Par samedi 30 mai 2020 Permalink 1

Gustave Cariot est un peintre autodidacte un temps happé par le néo-impressionnisme, les artistes divisionnistes, le pointillisme mais qui revient vite au style de ses premières amours, les séries de Claude Monet sur les meules et la cathédrale de Rouen. On reconnait sa patte aux tons orange qui saturent ses tableaux avec des verts et des violets. Il peint la campagne, il peint Paris. Il peindra aussi beaucoup la région rhénane où il vit une bonne partie de sa vie avec sa femme Frieda de nationalité allemande. Cette expatriation a peut-être fait un peu oublier Gustave Cariot qui au salon des indépendants de 1903 attirent déjà l’attention de deux des collectionneurs les plus importants du début XXe, Serguei Dmitrievitch Cheremeteff et Armand Cabrol, ce qui conduira à l’époque à une montée en flèche de sa popularité.
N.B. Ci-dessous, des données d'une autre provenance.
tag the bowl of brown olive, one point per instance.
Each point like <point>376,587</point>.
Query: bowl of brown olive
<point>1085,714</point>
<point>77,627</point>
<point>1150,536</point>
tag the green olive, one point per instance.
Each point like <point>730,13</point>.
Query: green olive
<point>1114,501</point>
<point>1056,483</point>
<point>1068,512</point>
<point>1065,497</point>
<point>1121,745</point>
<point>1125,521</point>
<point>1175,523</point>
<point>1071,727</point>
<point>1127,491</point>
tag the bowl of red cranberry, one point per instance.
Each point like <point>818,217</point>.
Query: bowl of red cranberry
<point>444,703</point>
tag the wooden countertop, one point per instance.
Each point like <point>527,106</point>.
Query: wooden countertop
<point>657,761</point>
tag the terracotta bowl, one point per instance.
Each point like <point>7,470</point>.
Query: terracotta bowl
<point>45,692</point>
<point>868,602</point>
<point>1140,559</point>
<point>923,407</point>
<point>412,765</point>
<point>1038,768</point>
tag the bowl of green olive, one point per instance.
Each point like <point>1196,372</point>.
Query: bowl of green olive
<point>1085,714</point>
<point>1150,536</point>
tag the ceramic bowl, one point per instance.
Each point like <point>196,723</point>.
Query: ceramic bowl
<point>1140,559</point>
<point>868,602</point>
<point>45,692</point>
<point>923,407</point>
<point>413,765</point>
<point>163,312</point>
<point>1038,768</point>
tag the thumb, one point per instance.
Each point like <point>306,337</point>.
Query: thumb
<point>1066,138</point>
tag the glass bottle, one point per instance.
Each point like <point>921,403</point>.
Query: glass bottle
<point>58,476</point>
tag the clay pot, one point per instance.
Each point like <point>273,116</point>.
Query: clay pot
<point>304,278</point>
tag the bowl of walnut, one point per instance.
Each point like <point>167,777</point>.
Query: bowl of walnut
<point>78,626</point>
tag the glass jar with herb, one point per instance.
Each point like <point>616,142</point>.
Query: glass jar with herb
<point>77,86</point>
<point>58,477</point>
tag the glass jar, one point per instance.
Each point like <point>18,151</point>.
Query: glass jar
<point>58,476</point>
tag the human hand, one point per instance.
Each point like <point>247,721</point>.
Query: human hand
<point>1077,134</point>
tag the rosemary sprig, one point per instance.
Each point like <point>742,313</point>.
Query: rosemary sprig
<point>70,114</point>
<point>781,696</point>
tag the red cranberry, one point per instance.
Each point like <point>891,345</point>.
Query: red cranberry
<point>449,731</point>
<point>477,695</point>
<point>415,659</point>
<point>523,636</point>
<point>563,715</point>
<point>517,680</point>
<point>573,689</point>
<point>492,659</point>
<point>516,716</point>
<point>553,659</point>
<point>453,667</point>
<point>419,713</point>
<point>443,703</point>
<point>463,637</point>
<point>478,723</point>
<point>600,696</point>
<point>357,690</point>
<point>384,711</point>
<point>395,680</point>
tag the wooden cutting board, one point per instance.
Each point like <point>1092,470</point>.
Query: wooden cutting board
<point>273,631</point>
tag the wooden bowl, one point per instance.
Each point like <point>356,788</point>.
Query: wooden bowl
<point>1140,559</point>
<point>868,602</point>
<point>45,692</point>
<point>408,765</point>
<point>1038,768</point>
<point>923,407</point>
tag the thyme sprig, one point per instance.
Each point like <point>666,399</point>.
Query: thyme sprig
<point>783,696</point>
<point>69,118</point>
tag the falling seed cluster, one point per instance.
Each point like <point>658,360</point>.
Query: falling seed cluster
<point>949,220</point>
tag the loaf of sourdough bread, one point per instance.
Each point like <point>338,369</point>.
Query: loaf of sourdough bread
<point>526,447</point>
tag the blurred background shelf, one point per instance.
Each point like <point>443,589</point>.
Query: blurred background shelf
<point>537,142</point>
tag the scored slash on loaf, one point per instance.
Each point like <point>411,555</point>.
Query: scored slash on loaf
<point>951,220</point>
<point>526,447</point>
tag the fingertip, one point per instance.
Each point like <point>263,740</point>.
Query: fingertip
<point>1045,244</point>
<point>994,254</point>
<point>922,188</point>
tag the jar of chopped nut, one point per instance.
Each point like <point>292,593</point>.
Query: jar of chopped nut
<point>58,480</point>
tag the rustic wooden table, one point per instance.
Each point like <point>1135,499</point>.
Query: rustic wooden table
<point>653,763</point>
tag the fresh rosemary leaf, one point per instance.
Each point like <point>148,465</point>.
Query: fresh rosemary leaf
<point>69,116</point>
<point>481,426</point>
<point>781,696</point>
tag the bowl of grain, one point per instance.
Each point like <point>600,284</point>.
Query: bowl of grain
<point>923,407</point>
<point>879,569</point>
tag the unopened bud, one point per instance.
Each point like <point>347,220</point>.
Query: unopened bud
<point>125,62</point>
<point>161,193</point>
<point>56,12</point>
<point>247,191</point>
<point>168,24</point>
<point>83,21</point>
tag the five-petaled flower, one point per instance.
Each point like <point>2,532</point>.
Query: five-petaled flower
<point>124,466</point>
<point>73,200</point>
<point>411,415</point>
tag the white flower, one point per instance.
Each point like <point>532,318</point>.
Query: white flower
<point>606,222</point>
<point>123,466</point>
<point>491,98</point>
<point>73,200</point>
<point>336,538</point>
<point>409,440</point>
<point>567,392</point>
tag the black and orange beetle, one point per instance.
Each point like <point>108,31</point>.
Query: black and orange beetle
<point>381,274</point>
J’ai mis en une le tableau, Notre Dame de Paris, ver 10h30, à l’automne 1899 que, j’espère vous apprécierez comme moi. Lors de la vente de Villanfray svv du 21 mai 2019, maison qui diffuse avec succès les travaux de Cariot, ce panneau a été modestement estimé entre 4 000 et 6 000 €. Il a été ensuite présenté le 5 février 2020 chez Sotheby’s où il a fait plus de 20 000 €. L’oeuvre, ci-dessous, pointilliste, de 1903, intitulée Thermidor, sera présentée chez Sotheby’s au mois de juin avec une estimation entre 10 000 et 15 000 €. L’huile sur toile mesure 60,1 x 81 cm.

Terminons par ces gerbes de blé, ci-dessous, au crépuscule d’un beau jour d’été de 1928, 46 x 61 cm, qui firent chez Villanfray svv 17 696 €.